This is the year I’ve declared I’ll send no more Christmas cards by mail. It’s too much, too hard. Too many people to send messages to. I love them all, miss them all, but they don’t all have to hear from me at the moment. I’m in no physical shape this year, and I refuse to pay to have cards automatically addressed and sent. What’s the point of that?
Certainly, I’m all for the message of hope in the darkest part of the year, the promise of light and warmth. But William Stafford’s little poem is so very personal, I’ll take it as my own. From me to you. It’s about the simple joy of being human, of lying on the couch and humming in your head. It’s about the stolen moments when no one is judging you for harboring that basic happiness even when the world is full of trouble.
Eventually you’ll get up and act busy. Not “be” busy, but “act” busy. In your head you may still be drifting contentedly, who knows?
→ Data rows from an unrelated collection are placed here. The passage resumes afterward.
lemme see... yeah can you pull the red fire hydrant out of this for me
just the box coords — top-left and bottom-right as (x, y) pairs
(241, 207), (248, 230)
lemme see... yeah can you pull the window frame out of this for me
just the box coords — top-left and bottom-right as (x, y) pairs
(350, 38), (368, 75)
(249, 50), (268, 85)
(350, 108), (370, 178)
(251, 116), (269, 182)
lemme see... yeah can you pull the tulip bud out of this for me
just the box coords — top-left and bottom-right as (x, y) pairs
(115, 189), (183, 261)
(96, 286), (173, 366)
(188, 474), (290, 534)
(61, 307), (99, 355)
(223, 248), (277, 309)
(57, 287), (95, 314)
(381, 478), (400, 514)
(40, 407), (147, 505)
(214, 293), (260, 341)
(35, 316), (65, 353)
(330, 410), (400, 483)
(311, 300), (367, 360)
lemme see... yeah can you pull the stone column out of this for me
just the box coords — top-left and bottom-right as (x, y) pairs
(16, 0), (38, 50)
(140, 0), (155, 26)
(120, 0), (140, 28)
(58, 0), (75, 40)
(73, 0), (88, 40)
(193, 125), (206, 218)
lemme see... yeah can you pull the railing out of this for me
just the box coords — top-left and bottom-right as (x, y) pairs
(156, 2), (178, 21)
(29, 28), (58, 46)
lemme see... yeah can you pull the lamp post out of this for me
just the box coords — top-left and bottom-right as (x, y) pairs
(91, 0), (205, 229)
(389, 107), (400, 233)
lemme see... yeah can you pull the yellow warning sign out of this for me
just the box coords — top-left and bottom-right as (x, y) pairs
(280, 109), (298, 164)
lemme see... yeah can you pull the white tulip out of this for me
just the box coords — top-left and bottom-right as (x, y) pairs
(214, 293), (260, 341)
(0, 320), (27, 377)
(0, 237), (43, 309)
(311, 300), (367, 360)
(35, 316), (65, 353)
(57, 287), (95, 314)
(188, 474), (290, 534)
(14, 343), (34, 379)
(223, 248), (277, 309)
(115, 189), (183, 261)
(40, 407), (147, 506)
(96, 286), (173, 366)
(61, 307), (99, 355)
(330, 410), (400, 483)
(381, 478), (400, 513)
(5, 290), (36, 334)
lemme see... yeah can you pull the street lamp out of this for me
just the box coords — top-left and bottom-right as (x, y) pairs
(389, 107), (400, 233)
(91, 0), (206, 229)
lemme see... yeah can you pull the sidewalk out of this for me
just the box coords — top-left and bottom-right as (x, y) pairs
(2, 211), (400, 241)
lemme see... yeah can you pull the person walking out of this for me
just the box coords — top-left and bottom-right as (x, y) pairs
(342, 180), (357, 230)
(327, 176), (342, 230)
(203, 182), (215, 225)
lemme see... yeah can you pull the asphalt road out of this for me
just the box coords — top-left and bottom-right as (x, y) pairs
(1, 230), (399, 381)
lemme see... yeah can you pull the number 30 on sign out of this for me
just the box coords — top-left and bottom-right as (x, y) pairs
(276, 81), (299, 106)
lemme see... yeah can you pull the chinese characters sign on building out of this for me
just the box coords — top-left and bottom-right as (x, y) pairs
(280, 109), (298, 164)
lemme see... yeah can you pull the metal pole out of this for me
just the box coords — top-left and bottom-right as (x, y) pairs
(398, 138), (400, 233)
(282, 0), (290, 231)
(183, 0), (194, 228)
You can save little moments like this, Stafford says. This is the richest stanza. You pick up the small pieces of joy, “light and easy to hide.” This is the child-you, the you that appreciates the world just as it is, that carries a basic happiness tucked away from the serious world of adults who shake their heads and frown.
William Stafford got used to rising early every morning to write during the 1940s when he lived with other conscientious objectors in work camps in Arkansas and California. That’s the only time he had free. He says he wrote down whatever occurred to him, following his impulses. “It is like fishing,” he said. He needed to be receptive and “willing to fail. If I am to keep writing, I cannot bother to insist on high standards … I am following a process that leads so wildly and originally into new territory that no judgment can at the moment be made about values, significance, and so on…. I am headlong to discover.”
Stafford’s collection, “Traveling Through the Dark,” won the National Book Award in 1963. He was the U.S. Poet Laureate from 1970-1971.
As someone commented, “Stafford generally has been appreciated as a plain talking but remarkably effective and influential American poet, one who has paradoxically fashioned a part of the mainstream of American poetry by keeping apart from its trends and politics.” I recommend Stafford’s poems if you want a voice of “radical quiet” as it’s been called, but “also of great clarity like a whisper without the hoarseness.” Like the quiet of the winter solstice. Like “Silent night, holy night.”